O recente lançamento do videocassete D-VHS/D-Theater MV8300, da Marantz, é um importante capítulo na história do home theater no Brasil. O DVD popularizou definitivamente o conceito de "cinema em casa".



É claro que o formato D-VHS não terá a mesma força, porém, a chegada do vídeo digital de alta resolução abre espaço para novos caminhos dentro do mundo do entretenimento doméstico.



Muitos imaginam que o DVD é o máximo em termos de vídeo. Como qualidade nunca é demais, a TV digital de alta resolução, cada vez mais difundida nos EUA, é capaz de conquistar qualquer aficionado por home theater. Quem já teve a oportunidade de assistir a uma boa demonstração de HDTV, como as realizadas durante o Home Theater & DVD Show, evento realizado em maio em São Paulo, ficou impressionado com o que viu.



Abordamos, em edições anteriores, o futuro do DVD. Muitos usuários estão preocupados com o investimento feito em players e discos. Calma: o D-VHS não representa nenhum perigo ao DVD, pois é claramente um formato "de nicho", e suas características vão impedi-lo de alcançar a mesma aceitação conquistada pelo DVD.



Lançado pela JVC como a primeira (e, até hoje, única) solução para armazenamento de HDTV, o D-VHS logo conquistou, como todo novo formato, os "early adopters" - fanáticos que não esperam o amadurecimento da tecnologia para adquiri-la, pois desejam logo experimentá-la.



O D-VHS permitiu armazenar as novas e belas imagens de alta definição num momento em que as transmissões de TV digital davam seus primeiros passos nos EUA. Com isso, os consumidores americanos que puderam comprar TVs de alta resolução passaram a gravar e assistir posteriormente os poucos programas transmitidos em HDTV.Com o tempo, as operadoras de TV por assinatura via satélite começaram a produzir mais atrações em HDTV e passaram a comercializar receptores integrados a gravadores D-VHS.



Outro trunfo do novo formato é a compatibilidade.

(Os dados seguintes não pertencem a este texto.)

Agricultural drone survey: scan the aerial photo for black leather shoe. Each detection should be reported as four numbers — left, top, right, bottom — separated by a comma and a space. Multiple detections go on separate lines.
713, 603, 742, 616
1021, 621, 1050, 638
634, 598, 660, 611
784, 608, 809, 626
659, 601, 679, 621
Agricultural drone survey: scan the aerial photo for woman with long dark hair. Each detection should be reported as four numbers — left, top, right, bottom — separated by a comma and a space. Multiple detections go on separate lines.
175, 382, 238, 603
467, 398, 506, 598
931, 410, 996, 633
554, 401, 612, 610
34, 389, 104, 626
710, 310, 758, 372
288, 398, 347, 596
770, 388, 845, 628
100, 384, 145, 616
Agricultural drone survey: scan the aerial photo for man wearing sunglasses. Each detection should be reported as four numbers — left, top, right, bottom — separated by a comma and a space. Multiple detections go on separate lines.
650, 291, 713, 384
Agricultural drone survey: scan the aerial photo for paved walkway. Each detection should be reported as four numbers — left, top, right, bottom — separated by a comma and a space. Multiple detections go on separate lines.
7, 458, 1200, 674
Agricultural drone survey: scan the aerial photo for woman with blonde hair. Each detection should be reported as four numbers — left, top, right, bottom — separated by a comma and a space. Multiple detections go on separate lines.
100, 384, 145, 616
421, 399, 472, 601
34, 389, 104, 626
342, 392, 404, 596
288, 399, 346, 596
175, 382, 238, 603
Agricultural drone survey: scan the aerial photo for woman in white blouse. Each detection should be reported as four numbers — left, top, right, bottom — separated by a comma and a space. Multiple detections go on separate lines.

Como as fitas são praticamente iguais àquelas utilizadas nos velhos videocassetes VHS e S-VHS, os D-VHS players são capazes de lê-las, com uma vantagem para o usuário: a possibilidade de reproduzir as suas gravações do passado num videocassete digital de boa qualidade e tirar proveito das saídas de vídeo componente existentes nesse equipamento.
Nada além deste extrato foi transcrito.